Eric: Jesus man, elbows off the table. Show a little class.
Brian: What? Uhh sorry, didn't realize that was a big deal to you.
Eric: Well it is alright? What if I have my mother over, and she sees you eating like a filthy animal?
Brian: ...You mean if you bring your mom to our dorm for dinner?
Eric: Hey you don't know me. Maybe I will. Maybe I'll invite my mom, and your mom, and my mailman, and we'll all have a big "Fuck You Brian" party.
Brian: Yeah, alright.
Eric: *mmff* So- *chhh* How was work?
Brian: Oh god eww, don't talk with your mouth full.
Eric: *chhhrnnn* Well excuse me for trying to- *ppffllmmm* get to know you better. *shhmmmff*
Brian: Fuck that's gross, I don't need to see that.
Eric: Yeah well I don't need a lot of things.
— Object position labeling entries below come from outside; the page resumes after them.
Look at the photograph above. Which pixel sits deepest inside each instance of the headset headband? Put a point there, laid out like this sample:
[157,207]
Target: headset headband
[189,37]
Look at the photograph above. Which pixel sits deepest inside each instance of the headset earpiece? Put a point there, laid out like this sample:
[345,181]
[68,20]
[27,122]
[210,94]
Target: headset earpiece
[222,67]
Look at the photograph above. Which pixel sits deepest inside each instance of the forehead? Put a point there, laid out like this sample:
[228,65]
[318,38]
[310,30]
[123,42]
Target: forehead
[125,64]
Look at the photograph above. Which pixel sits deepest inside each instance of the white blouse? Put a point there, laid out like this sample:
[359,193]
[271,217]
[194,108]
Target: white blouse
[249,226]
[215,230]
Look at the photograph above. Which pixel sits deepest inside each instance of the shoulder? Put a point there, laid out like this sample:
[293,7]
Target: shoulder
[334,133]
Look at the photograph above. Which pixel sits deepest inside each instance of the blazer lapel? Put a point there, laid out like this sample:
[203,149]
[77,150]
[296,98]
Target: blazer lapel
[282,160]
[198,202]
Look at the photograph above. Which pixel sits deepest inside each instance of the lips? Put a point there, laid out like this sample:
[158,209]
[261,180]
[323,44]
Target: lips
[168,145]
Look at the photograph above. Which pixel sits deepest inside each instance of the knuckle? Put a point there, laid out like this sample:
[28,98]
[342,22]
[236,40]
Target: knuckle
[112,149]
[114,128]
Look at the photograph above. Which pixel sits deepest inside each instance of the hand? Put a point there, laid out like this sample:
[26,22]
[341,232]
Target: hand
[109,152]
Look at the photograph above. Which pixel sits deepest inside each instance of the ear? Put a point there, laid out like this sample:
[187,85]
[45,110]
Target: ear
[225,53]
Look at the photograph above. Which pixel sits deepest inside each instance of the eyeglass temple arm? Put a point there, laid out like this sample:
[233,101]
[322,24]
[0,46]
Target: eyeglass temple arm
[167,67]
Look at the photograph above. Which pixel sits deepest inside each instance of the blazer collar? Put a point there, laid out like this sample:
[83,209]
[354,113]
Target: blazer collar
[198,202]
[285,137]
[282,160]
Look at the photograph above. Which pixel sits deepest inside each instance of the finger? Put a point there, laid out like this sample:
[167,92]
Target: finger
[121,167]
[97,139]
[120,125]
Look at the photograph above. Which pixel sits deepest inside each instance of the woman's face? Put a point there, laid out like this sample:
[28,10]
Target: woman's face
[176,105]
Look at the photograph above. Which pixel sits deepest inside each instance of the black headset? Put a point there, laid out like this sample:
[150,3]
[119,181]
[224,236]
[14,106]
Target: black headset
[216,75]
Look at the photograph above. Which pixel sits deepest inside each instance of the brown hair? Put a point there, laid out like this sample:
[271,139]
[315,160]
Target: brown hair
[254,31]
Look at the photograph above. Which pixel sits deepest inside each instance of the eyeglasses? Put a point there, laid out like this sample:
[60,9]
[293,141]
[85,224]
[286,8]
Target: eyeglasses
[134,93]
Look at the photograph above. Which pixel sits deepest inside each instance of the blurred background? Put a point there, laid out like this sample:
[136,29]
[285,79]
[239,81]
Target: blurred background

Like health insurance, toothbrushes, or this dumb conversation.
Brian: You don't brush your teeth?
Eric: Of course I do, dumbass. I just use whichever one is lying around.
Brian: Like the red one, in the cabinet behind the sink?
Eric: Yeah that sounds about right.
Brian: FUCK Eric, you used my toothbrush?! Oh god that's disgusting, I've gotta go chug some mouthwash-
Eric: Relax Brian, I only brush my teeth on Tuesdays and Thursdays. The rest of the week is leg day.
Brian: What... The hell... Does that mean?
Eric: You know, 'never skip leg day!' Gotta keep them clean.
Brian: That's not what that- Wait, you scrubbed your legs with my fucking toothbrush?!
Eric: Elbows off the table Brian, lets try to be civil.